Spoglądając na przemian na łamigłówkę i syna, na początku podeszła sceptycznie do propozycji. "Spytałam go, czy już przeczytał pismo. Potwierdził i dodał, że rozwiązał łamigłówkę, po czym zaczął mi wyjaśniać, jak to zrobił".

W miarę słuchania wyjaśnień syna jej sceptycyzm szybko przeradzał się w niedowierzanie. "Zawsze wiedziałam, że z niego zdolne dziecko, ale po raz pierwszy uświadomiłam sobie, jak bardzo jest rozwinięty".

Trzydzieści lat później kwituje to wspomnienie uśmiechem. "Prawdę mówiąc, nie sądzę, abym kiedykolwiek pojęła, jak należało rozwiązać tamtą łamigłówkę. Pamiętam jedynie swoje zdumienie, że on to potrafi".

Siedząc w jadalni trzypokojowego mieszkania, tego samego, do którego przeniosła się wraz z synem w roku 1967, po ślubie z nieżyjącym już drugim mężem Mauricem Lippmannem, promienieje mieszaniną dumy żydowskiej matki i radości, jaką jej sprawia wspominanie dziecięcych lat syna. Na stojącej opodal komodzie widnieje zdjęcie o wymiarach 8 na 10 cali przedstawiające Stallmana w dostojeństwie długiej brody i togi doktora honoris causa. W jego cieniu pozostają zdjęcia bratanicy i siostrzeńców, ale nim gość zdoła się przyjrzeć, Alice Lippman rozluźnia nastrój dowcipną uwagą.

"Po otrzymaniu doktoratu University of Glasgow Richard upierał się, abym wzięła to zdjęcie, mówiąc: Wiesz, mamo, to mój pierwszy stopień naukowy"1.

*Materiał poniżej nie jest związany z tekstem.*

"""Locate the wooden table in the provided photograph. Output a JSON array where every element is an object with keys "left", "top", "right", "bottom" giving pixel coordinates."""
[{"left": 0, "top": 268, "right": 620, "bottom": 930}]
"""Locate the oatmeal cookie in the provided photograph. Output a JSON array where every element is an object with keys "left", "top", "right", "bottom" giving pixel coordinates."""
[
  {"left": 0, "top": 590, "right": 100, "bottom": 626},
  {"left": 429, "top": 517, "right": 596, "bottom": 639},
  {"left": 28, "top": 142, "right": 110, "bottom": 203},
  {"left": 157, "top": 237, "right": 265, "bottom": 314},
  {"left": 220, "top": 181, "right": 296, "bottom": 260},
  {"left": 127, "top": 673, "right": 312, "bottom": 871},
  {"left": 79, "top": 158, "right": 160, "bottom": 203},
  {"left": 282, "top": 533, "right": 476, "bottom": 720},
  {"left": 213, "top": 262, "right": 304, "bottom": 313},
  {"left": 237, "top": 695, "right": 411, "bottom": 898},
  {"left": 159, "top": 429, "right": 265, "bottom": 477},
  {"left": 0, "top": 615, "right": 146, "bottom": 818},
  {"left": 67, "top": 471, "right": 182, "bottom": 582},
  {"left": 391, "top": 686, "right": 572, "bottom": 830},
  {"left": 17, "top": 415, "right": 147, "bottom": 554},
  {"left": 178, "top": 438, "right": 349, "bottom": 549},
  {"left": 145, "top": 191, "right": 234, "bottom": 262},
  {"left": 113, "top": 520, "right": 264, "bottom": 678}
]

Takie komentarze ukazują rodzaj humoru, który towarzyszył wzrastaniu cudownego dziecka. Na każdą wzmiankę o uporze i niezwyczajnym zachowaniu syna Alice potrafi opowiedzieć tuzin anegdot.

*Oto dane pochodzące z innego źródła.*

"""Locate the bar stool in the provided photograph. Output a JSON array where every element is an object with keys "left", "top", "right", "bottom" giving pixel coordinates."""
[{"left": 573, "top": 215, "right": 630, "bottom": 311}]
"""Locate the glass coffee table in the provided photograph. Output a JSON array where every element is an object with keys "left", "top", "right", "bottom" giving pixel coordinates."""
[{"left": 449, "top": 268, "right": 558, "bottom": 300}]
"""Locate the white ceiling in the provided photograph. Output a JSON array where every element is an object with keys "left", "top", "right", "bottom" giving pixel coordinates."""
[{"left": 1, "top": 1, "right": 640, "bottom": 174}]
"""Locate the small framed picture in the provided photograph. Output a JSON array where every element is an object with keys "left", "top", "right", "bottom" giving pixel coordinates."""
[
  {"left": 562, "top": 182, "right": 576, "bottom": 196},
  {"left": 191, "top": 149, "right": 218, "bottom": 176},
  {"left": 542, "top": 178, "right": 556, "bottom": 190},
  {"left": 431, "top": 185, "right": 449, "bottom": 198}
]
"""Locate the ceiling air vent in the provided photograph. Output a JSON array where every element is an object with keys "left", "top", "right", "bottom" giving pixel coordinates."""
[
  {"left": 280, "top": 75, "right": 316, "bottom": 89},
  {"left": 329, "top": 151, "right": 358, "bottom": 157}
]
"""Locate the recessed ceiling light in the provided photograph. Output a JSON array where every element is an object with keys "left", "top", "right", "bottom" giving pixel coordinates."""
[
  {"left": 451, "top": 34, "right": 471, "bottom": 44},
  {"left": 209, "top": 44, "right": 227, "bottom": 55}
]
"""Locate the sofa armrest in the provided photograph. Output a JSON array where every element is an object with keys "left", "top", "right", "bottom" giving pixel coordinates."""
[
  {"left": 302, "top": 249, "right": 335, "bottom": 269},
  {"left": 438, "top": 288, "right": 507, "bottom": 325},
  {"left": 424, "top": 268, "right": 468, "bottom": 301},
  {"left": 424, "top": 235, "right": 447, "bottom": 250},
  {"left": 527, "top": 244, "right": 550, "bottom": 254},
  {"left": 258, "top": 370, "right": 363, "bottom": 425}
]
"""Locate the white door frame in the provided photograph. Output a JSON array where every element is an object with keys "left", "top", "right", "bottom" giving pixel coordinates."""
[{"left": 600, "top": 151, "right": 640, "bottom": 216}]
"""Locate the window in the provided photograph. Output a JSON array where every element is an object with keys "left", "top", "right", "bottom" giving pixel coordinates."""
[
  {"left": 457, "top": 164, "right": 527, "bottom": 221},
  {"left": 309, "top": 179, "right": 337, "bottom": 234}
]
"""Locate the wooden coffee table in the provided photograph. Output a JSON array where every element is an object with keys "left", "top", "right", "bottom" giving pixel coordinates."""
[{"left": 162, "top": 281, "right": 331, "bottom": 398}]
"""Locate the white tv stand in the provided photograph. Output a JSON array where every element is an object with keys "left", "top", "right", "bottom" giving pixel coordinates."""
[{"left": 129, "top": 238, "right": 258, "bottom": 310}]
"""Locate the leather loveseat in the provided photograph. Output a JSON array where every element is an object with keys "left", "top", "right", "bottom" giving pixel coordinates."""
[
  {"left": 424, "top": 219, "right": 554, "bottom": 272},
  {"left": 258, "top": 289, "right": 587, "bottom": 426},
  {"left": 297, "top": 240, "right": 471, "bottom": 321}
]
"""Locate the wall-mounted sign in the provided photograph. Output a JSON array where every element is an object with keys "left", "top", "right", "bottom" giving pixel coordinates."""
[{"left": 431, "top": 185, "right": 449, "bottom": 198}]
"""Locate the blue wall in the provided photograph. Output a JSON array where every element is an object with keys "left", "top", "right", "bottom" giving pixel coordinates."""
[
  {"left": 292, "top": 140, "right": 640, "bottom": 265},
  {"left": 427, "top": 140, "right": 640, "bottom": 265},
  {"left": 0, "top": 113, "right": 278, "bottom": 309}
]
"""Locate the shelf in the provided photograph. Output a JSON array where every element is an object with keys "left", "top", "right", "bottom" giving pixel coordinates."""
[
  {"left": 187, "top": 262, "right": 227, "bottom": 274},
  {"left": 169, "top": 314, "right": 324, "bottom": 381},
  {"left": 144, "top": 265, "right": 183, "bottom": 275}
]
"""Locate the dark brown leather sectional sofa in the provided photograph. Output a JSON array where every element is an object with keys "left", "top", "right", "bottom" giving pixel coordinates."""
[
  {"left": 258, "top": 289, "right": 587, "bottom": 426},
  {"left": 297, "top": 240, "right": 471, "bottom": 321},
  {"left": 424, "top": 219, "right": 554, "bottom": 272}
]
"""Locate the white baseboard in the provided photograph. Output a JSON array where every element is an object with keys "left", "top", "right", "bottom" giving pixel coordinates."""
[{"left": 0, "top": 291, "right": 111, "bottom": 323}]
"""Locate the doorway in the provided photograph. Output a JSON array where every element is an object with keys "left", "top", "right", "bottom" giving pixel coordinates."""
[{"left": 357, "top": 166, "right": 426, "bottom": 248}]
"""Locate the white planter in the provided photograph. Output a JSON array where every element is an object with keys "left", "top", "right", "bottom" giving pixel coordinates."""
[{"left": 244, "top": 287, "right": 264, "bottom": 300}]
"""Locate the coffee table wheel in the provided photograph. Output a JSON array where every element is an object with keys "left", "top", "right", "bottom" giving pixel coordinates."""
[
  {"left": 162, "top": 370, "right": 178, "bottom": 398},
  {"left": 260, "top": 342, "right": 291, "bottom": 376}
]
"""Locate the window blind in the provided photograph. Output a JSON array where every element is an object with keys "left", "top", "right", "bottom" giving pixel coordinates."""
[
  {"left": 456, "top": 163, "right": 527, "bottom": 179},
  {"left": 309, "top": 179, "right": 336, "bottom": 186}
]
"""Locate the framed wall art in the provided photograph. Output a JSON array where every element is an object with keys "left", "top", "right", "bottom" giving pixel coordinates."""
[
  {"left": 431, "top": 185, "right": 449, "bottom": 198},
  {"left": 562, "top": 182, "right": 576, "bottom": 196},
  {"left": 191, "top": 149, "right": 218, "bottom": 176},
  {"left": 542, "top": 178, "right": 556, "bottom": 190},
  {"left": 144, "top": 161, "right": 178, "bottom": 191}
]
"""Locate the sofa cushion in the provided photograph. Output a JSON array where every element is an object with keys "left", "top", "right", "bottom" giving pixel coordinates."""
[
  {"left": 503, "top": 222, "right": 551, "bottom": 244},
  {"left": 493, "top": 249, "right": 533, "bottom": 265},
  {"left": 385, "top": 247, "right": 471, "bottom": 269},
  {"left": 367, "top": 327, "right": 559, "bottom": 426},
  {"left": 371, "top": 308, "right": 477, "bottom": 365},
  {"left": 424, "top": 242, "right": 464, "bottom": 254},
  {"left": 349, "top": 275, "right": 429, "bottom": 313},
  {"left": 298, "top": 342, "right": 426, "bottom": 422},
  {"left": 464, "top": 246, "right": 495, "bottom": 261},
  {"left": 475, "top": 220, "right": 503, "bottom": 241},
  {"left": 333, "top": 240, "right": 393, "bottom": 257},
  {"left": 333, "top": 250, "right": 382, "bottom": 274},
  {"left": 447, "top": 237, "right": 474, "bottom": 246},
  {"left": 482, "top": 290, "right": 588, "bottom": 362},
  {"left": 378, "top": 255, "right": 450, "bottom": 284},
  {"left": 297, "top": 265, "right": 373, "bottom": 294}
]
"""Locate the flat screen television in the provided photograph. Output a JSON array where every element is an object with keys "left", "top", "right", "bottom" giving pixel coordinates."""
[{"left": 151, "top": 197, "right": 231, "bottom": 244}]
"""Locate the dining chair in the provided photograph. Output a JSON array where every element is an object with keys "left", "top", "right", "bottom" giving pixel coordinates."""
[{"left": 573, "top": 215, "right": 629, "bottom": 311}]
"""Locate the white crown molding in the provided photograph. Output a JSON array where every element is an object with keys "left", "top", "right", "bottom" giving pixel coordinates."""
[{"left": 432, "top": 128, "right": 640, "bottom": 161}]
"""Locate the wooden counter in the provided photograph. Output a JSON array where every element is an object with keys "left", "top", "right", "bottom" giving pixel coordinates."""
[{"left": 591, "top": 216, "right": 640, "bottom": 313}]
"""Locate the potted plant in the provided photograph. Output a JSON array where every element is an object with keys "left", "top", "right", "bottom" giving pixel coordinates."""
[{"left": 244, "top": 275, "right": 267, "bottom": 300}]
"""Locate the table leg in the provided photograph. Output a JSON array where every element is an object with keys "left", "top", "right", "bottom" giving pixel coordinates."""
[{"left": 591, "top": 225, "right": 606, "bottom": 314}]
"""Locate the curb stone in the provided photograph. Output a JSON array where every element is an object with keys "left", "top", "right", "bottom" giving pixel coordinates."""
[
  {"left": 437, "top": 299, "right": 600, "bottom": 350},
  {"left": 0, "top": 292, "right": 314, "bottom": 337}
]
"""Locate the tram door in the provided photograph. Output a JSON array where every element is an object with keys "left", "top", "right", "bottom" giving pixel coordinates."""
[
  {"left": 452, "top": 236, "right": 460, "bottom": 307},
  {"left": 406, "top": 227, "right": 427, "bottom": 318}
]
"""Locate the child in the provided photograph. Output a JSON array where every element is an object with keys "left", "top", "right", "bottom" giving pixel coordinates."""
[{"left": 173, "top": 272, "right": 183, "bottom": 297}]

"Był bardzo konserwatywny" - opowiada, zacierając ręce żartobliwym gestem. "Najostrzejsze dyskusje odbywały się przy tym stole. Należałam do pierwszej grupy nauczycieli szkół publicznych, którzy założyli związek zawodowy, za co Richard bardzo się na mnie gniewał. Uważał, że związki zawodowe powodują korupcję. Był także przeciwnikiem ubezpieczeń społecznych. Uważał, że ludzie mogą osiągnąć znacznie więcej, samodzielnie inwestując pieniądze. Kto się mógł spodziewać, że po 10 latach wyrośnie z niego idealista. Pamiętam, że jego przyrodnia siostra mówiła: Co z niego będzie? Wyrośnie na faszystę".

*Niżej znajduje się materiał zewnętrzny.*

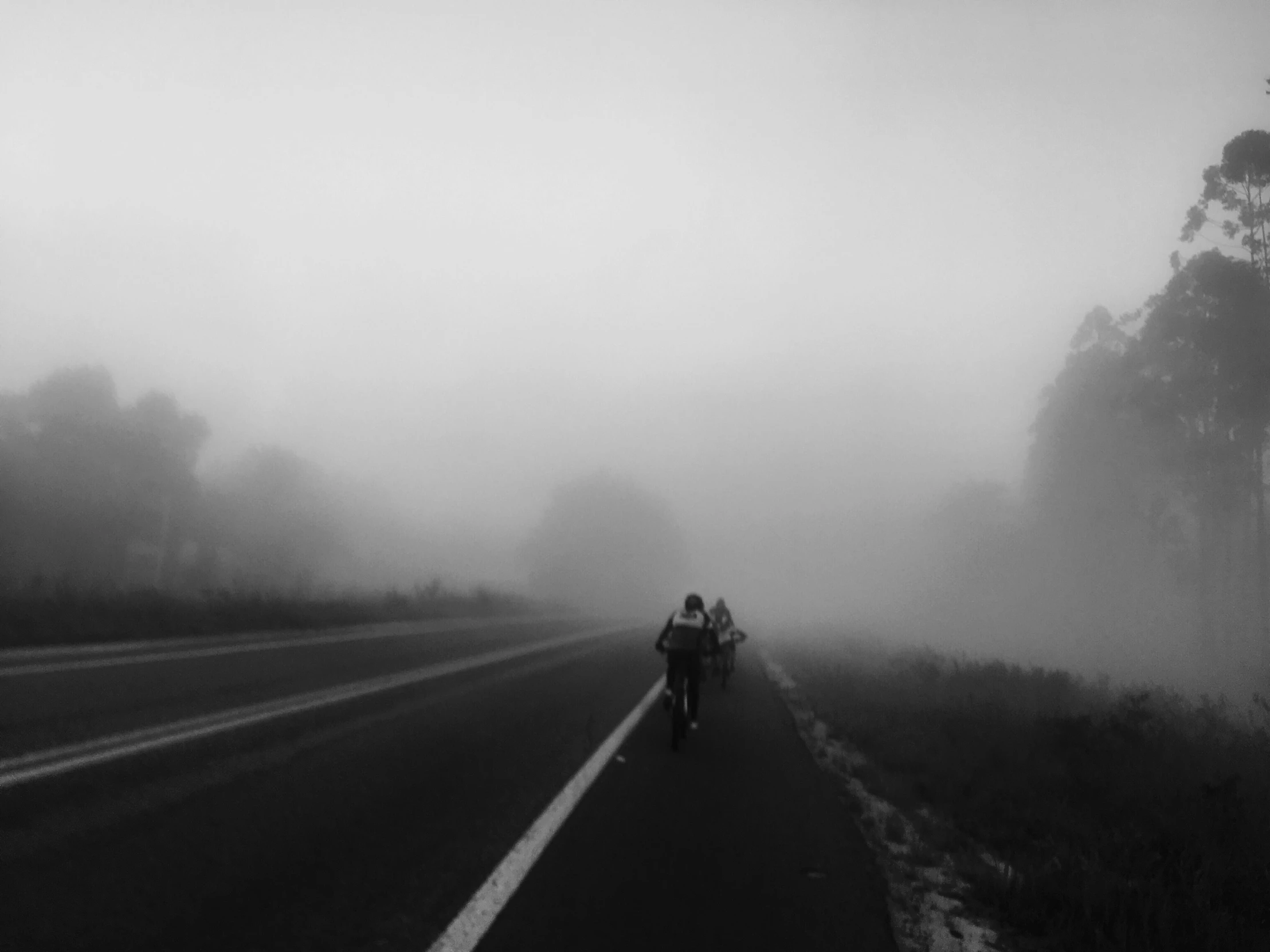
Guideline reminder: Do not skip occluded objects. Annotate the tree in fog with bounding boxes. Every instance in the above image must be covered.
[203,447,346,590]
[1129,250,1270,637]
[524,474,688,615]
[1182,129,1270,281]
[1181,129,1270,639]
[0,367,207,584]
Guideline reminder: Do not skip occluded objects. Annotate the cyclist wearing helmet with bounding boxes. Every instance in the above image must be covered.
[655,594,718,730]
[710,595,734,635]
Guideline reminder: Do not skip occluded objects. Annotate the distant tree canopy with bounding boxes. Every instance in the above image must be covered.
[0,367,207,581]
[524,474,688,615]
[927,123,1270,670]
[0,367,343,589]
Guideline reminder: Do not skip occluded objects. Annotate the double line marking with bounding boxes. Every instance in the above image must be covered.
[0,624,630,789]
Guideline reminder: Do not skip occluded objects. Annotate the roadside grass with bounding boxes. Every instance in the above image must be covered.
[0,585,535,647]
[774,637,1270,952]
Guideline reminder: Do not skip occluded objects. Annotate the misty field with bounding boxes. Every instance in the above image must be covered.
[778,636,1270,952]
[0,585,534,647]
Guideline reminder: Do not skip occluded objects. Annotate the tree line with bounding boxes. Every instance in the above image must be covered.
[0,367,351,593]
[936,129,1270,680]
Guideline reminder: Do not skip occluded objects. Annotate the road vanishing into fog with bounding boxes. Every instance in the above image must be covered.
[0,619,894,952]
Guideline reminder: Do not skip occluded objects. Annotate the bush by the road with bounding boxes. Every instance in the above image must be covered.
[0,585,534,647]
[782,640,1270,952]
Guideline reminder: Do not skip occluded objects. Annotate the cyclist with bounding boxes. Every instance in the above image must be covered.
[710,595,734,634]
[654,594,719,730]
[710,595,746,670]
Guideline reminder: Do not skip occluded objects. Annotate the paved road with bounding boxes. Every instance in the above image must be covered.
[0,622,893,952]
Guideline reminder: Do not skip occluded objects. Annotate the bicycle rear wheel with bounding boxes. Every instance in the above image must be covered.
[671,671,688,750]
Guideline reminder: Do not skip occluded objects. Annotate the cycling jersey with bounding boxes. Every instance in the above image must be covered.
[657,608,715,651]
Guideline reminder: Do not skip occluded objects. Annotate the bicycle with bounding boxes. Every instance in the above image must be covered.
[715,641,736,691]
[658,647,688,750]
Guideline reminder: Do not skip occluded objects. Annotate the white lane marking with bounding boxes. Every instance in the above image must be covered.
[0,618,577,678]
[0,624,630,789]
[428,676,665,952]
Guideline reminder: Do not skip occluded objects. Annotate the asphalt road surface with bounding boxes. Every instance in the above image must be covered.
[0,621,894,952]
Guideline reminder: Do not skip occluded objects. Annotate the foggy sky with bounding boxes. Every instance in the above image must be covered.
[0,0,1270,619]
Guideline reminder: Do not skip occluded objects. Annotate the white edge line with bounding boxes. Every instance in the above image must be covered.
[428,676,663,952]
[0,624,630,789]
[0,617,577,678]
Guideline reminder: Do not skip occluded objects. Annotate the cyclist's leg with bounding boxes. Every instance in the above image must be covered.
[684,651,701,723]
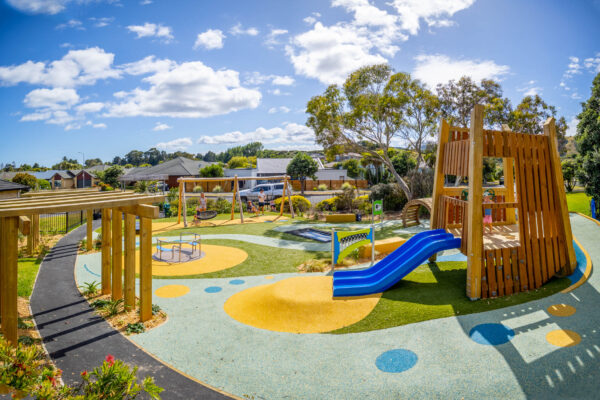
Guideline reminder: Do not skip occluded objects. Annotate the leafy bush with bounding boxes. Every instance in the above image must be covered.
[315,196,339,211]
[79,354,163,399]
[79,281,100,296]
[125,322,146,335]
[200,164,225,178]
[275,196,311,213]
[369,183,407,211]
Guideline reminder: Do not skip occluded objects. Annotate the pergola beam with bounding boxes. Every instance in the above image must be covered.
[0,195,165,217]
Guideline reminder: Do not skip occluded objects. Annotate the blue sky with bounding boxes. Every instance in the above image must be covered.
[0,0,600,165]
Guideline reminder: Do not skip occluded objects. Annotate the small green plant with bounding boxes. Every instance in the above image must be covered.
[125,322,146,335]
[102,299,123,317]
[79,281,100,296]
[19,335,35,346]
[78,354,163,399]
[90,299,110,308]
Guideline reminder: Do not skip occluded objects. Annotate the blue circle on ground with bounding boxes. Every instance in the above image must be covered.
[469,324,515,346]
[375,349,419,373]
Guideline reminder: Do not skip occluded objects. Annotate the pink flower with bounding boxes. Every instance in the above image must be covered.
[106,354,115,367]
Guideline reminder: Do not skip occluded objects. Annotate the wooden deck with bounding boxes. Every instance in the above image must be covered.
[448,224,521,250]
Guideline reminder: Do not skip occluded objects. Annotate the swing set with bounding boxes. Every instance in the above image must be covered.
[177,175,295,228]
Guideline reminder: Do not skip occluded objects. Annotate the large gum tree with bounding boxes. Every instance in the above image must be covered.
[306,64,437,199]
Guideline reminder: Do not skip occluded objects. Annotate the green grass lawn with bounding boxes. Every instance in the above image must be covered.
[567,192,592,217]
[154,240,330,279]
[331,262,570,334]
[17,258,42,298]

Alice Lippman wyszła za Daniela Stallmana w roku 1948. Rozeszła się z nim w 1958 i przez niemal 10 lat samotnie wychowując Richarda, wpoiła mu awersję do autorytetów oraz żądzę wiedzy. Był to czas ścierania się dwóch sił, ona i syn staczali ciągłe boje.

"Nigdy nie chciał jeść" - wspomina. "Trwało to od skończenia 8 lat do końca szkoły średniej w roku 1970. Gdy wołałam go na obiad, nigdy nie słyszał. Zanim to do niego dotarło, musiałam krzyczeć dziewięć lub dziesięć razy. Całkowicie zatapiał się w myślach".

Stallman pamięta to podobnie, ale z pewnym podtekstem. "Lubiłem czytać" - wspomina. - "Jeżeli miałem ochotę poczytać, a matka wołała mnie do kuchni albo kazała iść spać, nie miałem ochoty słuchać. Nie rozumiałem, dlaczego mam przerywać czytanie. Nie było żadnego powodu, dla którego miała prawo mi nakazywać, co mam robić. Podstawowe idee demokracji, o których czytałem, stosowałem do siebie samego. Nie rozumiałem, dlaczego nie miałyby dotyczyć dzieci".

Wiarę w osobistą wolność wyłamywania się spod władzy autorytetów rozciągał na szkołę. Wyprzedzając kolegów klasowych o dwa lata, już w wieku 11 lat doświadczył frustracji, które zwykle są udziałem utalentowanego ucznia szkoły publicznej. Niedługo po rozwiązaniu przez Richarda prasowej łamigłówki jego matka przeżyła pierwszą z wielu wywiadówek.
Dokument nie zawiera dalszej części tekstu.